Es gibt Menschen, denen das meiste, was sie in Angriff nehmen, gelingt. Kein Wunder, dass sie oft beneidet werden! Häufig sind sie nicht einmal die Allerklügsten, auf alle Fälle sind sie aber die Diszipliniertesten. Sie verfügen über eine Qualität, die in unserem Leben ziemlich entscheidend ist: Sie können sich konzentrieren.
Manchen Menschen wird eine solche Fähigkeit bereits in die Wiege gelegt, doch das sind Ausnahmefälle. Den meisten von uns wird auferlegt, Konzentration zu lernen, und wir können sagen: Je früher, desto besser!

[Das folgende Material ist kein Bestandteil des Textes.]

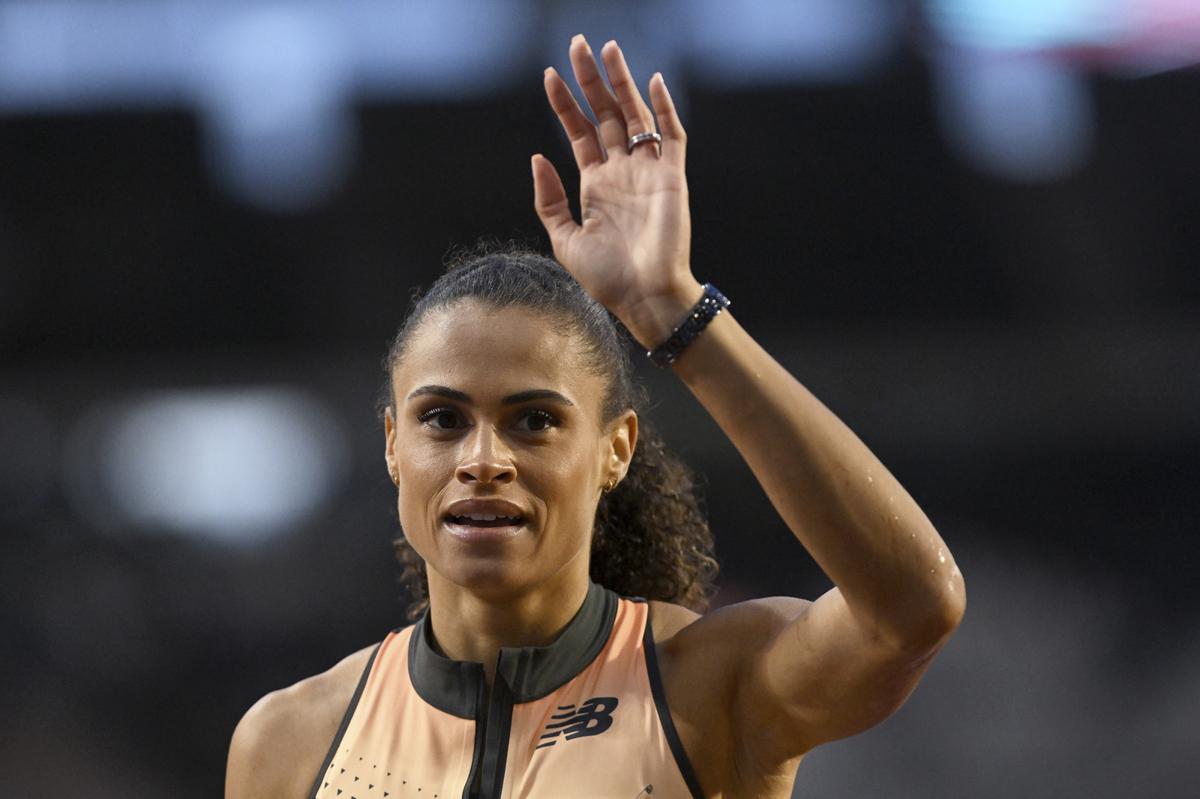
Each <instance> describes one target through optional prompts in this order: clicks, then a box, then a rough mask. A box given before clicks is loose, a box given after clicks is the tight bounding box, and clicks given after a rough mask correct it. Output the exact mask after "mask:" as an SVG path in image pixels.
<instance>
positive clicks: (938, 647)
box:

Sich-Konzentrieren muss auf alle Fälle geübt werden, zumal heutzutage, wo beinahe ununterbrochen eine Fülle von Reizen und Eindrücken, bald optisch, bald akustisch, auf den Menschen einstürmt. Kein Wunder, dass Zerstreutsein bei Klein wie Groß ein weit verbreitetes Handicap ist, das manches Vorhaben schlecht gelingen oder sogar scheitern lässt.
Will man einem Menschen den Vorgang hochgradiger Konzentration erklären, dann bieten sich eindrückliche Beispiele an: Brennglas und Schneidbrenner. Durch das Brennglas wird die Wärme der Sonnenstrahlen so stark auf einen bestimmten Punkt konzentriert, dass dort Feuer entsteht. Beim Schneidbrenner vollzieht sich Ähnliches: Im Nu schmilzt an der Stelle, auf die der Strom der Hitze gerichtet ist, auch das härteste Metall. Das sind optimale Ergebnisse. Die hohe Effektivität des Vorgangs ist deutlich.
Ein vergleichbarer Vorgang wäre für uns das strikte Zusammenfassen unserer geistigen Kraft und unserer Gedanken auf das gewählte Ziel, die gestellte Aufgabe. Eine der wichtigsten Voraussetzungen für das Gelingen einer solchen Bemühung ist der konsequente Verzicht auf die Beschäftigung mit allem anderen, was uns ablenken könnte. Auch hier kann ein Bild klarmachen, was sich dabei abspielt: Beobachten wir einen Schützen, der die 12 auf der Zielscheibe treffen will, dann hat er nur für diesen einen Punkt Augen und Sinn. Kenner der fernöstlichen Kulturen berichten uns über die Übungen der Bogenschützen. Die Zen-Meister lassen sie lange Zeit, oft monatelang, nur den Bogen spannen und mit dem Pfeil zielen, ohne dass sie schießen dürfen. Die perfekte Kunst des Zielenlernens, der Konzentration auf das, worauf es eben ankommt, ist die Hauptaufgabe. Diese Kunst der Konzentration geht dem potentiellen Schützen in Fleisch und Blut über. Er wird Meister, und wenn er endlich schießen darf, trifft er genau ins Schwarze.
Konzentration verlangt einen starken Willen. Auch er muss geübt und gelernt werden. Der Alltag ist dafür ein ideales Trainingsfeld: Vom Morgen bis zum Abend reiht sich, wenn wir gutwillig und zielbewusst sind, eine Gelegenheit an die andere.
Es gehört aber noch ein Übriges zur Fähigkeit der Konzentration: Man muss erstens auf alles außer dem beschlossenen Ziel verzichten, und man muss zweitens grundsätzlich Prioritäten für das setzen, was man alles vollbringen will. Wer gern zwei Hasen auf einmal jagt – der geniale Taktiker von Bismarck hat dieses Beispiel gern zitiert – wird nicht einen von beiden erlegen! Unser Prinzip muss also zum Beispiel sein: Wenn ich lese, dann lese ich. Wenn ich rechne, dann rechne ich. Wenn ich spiele, dann spiele ich. Wenn ich esse, dann esse ich und betreibe nicht gleichzeitig noch etwas anderes nebenbei! Habe ich mir das geschworen, dann lege ich mir quasi „Scheuklappen“ an, die mir Blicke seitwärts verwehren. Das ist keine Sturheit, sondern eine sinnvolle, konsequente Verhaltensweise, die sich jeder von uns zu Eigen machen sollte, wenn er Erfolg haben will.